I did a poc in which I read data from Kafka using spark streaming. But our organization is either using Apache Flink or Kafka consumer to read data from Apache kafka as a standard process. So I need to replace Kafka streaming with Kafka consumer or Apache Flink. In my application use case, I need to read data from kafka, filter json data and put fields in cassandra, so the recommendation is to use Kafka consumer rather than flink/other streamings as I don't really need to do any processing with Kafka json data. So I need your help to understand below questions:

  1. Using Kafka consumer, can I achieve same continuous data read as we do in case of spark streaming or flink?

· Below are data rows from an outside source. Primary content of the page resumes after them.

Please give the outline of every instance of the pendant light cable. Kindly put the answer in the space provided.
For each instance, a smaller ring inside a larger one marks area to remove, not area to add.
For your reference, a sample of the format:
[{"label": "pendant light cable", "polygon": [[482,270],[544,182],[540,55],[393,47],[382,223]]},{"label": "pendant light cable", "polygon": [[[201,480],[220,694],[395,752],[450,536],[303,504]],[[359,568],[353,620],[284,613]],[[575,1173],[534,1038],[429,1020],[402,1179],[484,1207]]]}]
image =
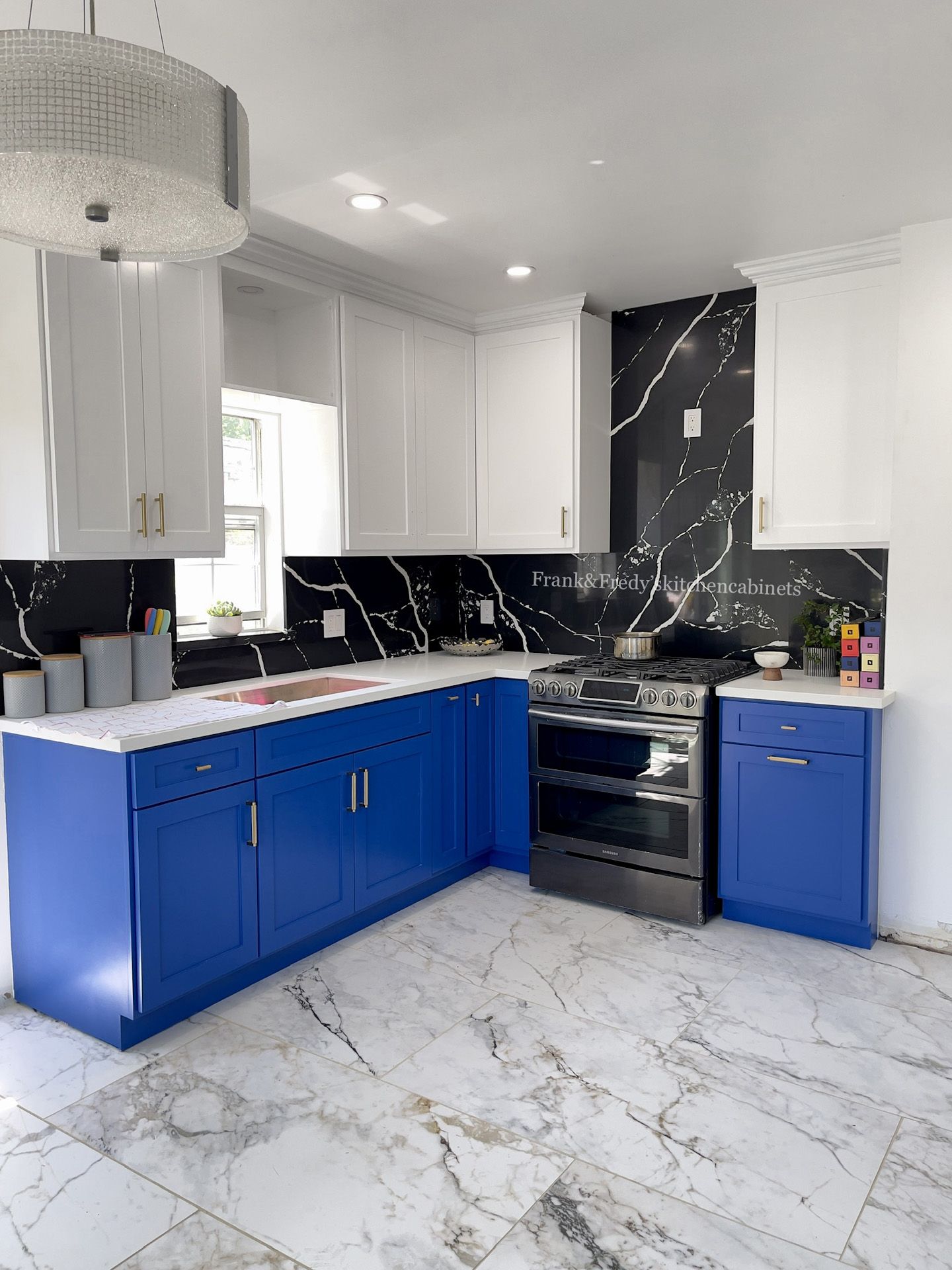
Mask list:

  2. Is kafka consumer sufficient for me considering I need to read data from kafka, deserialize using avro scehma, filter fields and put in cassandra?

  3. Kafka consumer application can be created using kafka consumer API, right?

  4. Is there any down sides in my case if I just use Kafka consumer instead of Apache flink?


Solution 1:

Firstly, let's take a look at Flinks Kafka Connector, And Spark Streaming with Kafka, both of them use Kafka Consumer API(either simple API or high level API) inside to consume messages from Apache Kafka for their jobs.

So, regarding to your questions:

  1. Yes

  2. Yes. However, if you use Spark, you can consider to use Spark Cassandra connector, which helps to save data into Cassandara efficiently

  3. Right

  4. As mentioned above, Flink also uses Kafka consumer for its job. Moreover, it is a distributed stream and batch data processing, it helps to process data efficiently after consuming from Kafka. In your cases, to save data into Cassandra, you can consider to use Flink Cassandra Connector rather than coding by yourselve.